Conflict creating unprecedented threats to children’s lives
Attacks and threats against schools must stop, says UNICEF
NEW YORK – Children living in armed conflict today face unprecedented threats. These include grave violations such as the recruitment and use of children in armed conflict, sexual violence against children, killing and maiming of children, and recurrent attacks on hospitals and schools.
These grave violations are highlighted in the latest annual report of the Secretary-General on Children and Armed Conflict, issued today by the Special Representative of the Secretary-General for Children and Armed Conflict Leila Zerrougui.
Such violations must stop, said UNICEF today.
The continuing trend of schools being attacked and used for military purposes is particularly abhorrent. In conflict, schools must be seen by children, parents and families as protected safe havens where children can learn and grow to their full potential, while benefitting from a sense of normalcy in a context that is anything but normal for children.

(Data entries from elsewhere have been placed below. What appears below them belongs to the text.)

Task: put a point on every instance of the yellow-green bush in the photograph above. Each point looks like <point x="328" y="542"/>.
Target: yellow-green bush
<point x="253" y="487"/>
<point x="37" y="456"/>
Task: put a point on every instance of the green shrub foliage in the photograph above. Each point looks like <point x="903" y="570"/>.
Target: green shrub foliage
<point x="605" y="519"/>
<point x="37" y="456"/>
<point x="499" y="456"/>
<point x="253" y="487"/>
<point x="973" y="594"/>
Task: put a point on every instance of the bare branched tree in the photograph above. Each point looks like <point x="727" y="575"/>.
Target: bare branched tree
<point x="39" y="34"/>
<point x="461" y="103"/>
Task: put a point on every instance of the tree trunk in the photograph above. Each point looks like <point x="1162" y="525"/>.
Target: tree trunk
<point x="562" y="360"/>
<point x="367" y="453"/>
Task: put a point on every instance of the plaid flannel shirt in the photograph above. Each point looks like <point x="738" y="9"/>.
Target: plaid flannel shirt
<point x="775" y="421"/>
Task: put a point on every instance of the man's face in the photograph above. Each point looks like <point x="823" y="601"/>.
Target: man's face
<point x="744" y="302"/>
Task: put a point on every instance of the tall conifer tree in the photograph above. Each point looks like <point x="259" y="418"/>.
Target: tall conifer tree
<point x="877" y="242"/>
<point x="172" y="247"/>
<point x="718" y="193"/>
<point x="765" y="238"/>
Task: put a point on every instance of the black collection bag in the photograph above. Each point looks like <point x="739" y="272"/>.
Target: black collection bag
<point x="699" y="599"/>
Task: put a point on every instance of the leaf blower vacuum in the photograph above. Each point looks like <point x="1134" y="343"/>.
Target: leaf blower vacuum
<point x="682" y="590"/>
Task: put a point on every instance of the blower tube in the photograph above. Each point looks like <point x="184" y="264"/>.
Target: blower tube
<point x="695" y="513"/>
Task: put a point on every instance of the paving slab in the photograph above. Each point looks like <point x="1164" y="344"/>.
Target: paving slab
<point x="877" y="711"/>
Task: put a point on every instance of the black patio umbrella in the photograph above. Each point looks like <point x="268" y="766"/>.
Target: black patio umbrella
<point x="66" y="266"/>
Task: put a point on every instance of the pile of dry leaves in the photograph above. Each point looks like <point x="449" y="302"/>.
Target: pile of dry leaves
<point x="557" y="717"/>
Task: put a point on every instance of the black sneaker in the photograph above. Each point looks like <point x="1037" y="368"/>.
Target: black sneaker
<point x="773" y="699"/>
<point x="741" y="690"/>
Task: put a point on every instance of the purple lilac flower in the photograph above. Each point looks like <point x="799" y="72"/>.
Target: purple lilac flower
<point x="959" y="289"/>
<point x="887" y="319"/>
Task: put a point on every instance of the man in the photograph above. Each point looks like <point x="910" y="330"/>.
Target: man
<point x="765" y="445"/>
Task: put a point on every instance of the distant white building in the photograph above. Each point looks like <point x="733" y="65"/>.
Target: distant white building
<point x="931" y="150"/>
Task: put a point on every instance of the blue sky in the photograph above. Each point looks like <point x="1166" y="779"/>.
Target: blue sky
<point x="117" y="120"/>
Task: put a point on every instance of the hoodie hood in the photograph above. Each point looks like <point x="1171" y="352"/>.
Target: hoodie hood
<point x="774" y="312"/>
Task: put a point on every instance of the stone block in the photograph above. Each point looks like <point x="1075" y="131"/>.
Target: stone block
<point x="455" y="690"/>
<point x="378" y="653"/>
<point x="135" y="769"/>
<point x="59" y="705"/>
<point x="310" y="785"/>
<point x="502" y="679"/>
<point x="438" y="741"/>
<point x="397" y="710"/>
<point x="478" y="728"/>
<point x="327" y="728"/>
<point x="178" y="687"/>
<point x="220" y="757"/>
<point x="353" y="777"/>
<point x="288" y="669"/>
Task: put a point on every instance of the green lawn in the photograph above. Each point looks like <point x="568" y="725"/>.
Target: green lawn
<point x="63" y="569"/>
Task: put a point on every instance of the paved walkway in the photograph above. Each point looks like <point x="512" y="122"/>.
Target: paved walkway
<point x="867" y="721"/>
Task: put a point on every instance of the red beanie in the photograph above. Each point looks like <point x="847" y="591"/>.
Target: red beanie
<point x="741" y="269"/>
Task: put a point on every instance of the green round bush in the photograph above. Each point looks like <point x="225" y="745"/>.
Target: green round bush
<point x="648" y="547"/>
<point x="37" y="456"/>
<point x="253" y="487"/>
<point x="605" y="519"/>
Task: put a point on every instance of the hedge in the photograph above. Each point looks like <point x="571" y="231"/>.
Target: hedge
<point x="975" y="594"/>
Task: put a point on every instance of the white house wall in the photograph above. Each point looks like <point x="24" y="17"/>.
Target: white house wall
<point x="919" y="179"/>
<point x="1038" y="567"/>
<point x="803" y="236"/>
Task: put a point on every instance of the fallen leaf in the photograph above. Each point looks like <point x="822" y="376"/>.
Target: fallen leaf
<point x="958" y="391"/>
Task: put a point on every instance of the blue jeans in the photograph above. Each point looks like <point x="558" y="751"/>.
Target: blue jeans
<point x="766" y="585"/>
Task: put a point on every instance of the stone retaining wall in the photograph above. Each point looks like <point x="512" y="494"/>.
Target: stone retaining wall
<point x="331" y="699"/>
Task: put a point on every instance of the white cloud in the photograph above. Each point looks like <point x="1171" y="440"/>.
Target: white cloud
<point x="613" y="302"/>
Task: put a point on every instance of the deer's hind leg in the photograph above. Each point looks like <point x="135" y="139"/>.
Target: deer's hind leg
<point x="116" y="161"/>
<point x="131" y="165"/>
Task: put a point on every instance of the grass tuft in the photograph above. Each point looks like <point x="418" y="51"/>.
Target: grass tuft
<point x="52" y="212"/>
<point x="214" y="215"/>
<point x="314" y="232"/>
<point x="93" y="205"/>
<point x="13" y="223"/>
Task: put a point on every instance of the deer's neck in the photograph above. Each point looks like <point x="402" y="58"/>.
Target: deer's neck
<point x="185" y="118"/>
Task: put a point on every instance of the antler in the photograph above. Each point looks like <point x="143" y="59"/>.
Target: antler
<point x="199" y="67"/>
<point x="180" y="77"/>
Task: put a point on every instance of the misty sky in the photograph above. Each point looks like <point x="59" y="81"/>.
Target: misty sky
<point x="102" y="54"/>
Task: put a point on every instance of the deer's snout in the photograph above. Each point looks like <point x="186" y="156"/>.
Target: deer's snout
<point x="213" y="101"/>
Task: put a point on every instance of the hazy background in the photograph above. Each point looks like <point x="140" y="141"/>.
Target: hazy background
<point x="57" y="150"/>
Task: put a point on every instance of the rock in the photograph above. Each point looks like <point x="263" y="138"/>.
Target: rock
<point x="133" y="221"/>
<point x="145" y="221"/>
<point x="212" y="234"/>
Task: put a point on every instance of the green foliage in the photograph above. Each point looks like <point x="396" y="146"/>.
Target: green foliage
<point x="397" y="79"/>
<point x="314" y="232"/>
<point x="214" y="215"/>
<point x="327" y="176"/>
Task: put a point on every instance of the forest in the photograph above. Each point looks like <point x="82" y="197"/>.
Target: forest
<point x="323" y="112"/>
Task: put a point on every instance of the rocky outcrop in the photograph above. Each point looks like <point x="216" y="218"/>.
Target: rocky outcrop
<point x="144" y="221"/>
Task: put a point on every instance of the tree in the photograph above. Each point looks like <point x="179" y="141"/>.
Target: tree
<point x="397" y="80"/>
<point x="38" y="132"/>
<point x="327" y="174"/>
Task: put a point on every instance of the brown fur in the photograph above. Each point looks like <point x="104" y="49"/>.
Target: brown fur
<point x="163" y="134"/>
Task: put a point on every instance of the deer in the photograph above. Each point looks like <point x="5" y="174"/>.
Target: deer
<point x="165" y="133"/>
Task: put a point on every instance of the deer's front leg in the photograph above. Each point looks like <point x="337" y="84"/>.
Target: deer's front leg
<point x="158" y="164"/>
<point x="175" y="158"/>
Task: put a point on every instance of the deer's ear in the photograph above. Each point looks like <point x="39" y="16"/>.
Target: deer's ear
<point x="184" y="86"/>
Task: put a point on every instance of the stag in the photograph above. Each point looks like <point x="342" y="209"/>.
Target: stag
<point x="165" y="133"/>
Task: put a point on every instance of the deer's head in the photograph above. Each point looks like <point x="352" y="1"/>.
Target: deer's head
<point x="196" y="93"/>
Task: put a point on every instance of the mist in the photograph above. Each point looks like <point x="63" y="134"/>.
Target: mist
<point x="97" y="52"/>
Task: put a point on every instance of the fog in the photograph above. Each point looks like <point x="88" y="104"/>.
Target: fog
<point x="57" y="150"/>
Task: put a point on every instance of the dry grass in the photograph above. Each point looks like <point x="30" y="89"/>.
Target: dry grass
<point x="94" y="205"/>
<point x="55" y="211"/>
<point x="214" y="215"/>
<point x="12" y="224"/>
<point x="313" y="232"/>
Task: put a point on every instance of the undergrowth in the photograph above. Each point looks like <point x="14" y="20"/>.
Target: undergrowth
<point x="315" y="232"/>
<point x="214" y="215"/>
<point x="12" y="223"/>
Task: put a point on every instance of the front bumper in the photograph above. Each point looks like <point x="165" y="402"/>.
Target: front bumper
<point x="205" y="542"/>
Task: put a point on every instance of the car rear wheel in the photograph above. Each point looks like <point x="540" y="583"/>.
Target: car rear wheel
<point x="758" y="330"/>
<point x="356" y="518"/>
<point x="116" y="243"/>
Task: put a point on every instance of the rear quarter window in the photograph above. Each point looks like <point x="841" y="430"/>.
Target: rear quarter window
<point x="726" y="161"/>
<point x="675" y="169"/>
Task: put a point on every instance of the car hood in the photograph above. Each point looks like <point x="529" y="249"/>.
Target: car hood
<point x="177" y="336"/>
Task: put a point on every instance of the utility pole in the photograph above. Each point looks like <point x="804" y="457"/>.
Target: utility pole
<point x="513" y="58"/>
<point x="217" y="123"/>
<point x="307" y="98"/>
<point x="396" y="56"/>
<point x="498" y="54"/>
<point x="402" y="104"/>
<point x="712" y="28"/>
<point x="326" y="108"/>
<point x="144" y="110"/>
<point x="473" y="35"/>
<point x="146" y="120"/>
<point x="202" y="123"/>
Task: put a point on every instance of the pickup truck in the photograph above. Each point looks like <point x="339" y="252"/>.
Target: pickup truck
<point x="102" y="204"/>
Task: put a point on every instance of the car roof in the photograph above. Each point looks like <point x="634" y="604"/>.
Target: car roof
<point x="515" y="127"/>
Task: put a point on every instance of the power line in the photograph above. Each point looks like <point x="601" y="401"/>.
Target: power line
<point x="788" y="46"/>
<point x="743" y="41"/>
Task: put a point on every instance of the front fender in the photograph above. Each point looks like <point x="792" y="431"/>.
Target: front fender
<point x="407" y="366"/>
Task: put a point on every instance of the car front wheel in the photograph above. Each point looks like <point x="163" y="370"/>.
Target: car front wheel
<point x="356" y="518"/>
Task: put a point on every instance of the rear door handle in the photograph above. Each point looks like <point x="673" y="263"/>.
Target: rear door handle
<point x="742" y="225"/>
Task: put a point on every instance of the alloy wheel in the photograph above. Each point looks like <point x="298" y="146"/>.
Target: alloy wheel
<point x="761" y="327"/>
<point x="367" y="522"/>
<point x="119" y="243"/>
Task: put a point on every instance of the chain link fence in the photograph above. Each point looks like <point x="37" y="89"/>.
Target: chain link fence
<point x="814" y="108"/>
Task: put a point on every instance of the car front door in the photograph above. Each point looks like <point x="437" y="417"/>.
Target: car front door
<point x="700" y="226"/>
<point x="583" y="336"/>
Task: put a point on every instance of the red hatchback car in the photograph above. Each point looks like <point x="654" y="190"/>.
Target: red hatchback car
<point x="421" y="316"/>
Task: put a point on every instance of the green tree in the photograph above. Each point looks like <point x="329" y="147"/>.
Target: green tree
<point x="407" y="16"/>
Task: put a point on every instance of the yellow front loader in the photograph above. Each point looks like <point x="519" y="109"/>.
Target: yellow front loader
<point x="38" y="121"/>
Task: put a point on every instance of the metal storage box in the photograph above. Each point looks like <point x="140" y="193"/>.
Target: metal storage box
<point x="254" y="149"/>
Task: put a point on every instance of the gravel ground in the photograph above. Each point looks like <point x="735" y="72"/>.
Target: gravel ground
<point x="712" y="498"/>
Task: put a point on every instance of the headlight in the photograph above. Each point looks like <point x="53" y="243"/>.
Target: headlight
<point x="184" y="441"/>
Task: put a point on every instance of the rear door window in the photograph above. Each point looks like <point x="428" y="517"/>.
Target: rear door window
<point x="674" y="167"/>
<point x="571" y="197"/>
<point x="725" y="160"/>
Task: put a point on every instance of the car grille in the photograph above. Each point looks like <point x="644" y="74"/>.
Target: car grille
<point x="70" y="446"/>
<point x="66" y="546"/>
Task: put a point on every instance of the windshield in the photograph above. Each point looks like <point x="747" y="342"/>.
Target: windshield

The report highlights incidents in several countries in which schools and education personnel have been attacked or schools used as military barracks, weapons storage facilities, command centres, detention and interrogation sites, and firing and observation positions. These actions put children’s lives at risk, hampers their right to an education and results in reduced enrolment and high drop-out rates, especially among girls.
A few examples from different regions noted in the report include:
In Syria, thousands of children have suffered through the shelling, missile firing and heavy aerial and artillery bombardment of their schools, hospitals and homes. The use of car and other bombs near schools, resulting in the death and injury to children was reported. One hundred sixty-seven education personnel, including 69 teachers, were reported killed up to the end of February 2013 and 2,445 schools are reported damaged. In some areas, children have not been to school in over 18 months.
In Afghanistan, targeted attacks against schools were reported, including improvised explosive devices and suicide attacks, burned schools and the abduction and killing of education personnel. Acts of intimidation, threats against teachers and students, and the forced closure of schools were also reported. Ten cases of the use of schools for military purposes in Afghanistan are noted in the report.
In Mali, the take-over of northern Mali by armed groups in 2012 had a devastating effect on children’s access to education. The report notes that 115 schools were looted, damaged, bombed, used for military purposes or contaminated with unexploded ordnance. As of February 2013, 86 per cent of students remaining in the north still do not have access to education.
UNICEF uses the opportunity of the publication of the Secretary-General’s Report to reiterate that all parties to armed conflict must do everything to ensure the safety of children and the protection of their rights.
The full report is available here: http://childrenandarmedconflict.un.org/
UNICEF works in more than 190 countries and territories to help children survive and thrive, from early childhood through adolescence. The world’s largest provider of vaccines for developing countries, UNICEF supports child health and nutrition, good water and sanitation, quality basic education for all boys and girls, and the protection of children from violence, exploitation, and AIDS. UNICEF is funded entirely by the voluntary contributions of individuals, businesses, foundations and governments.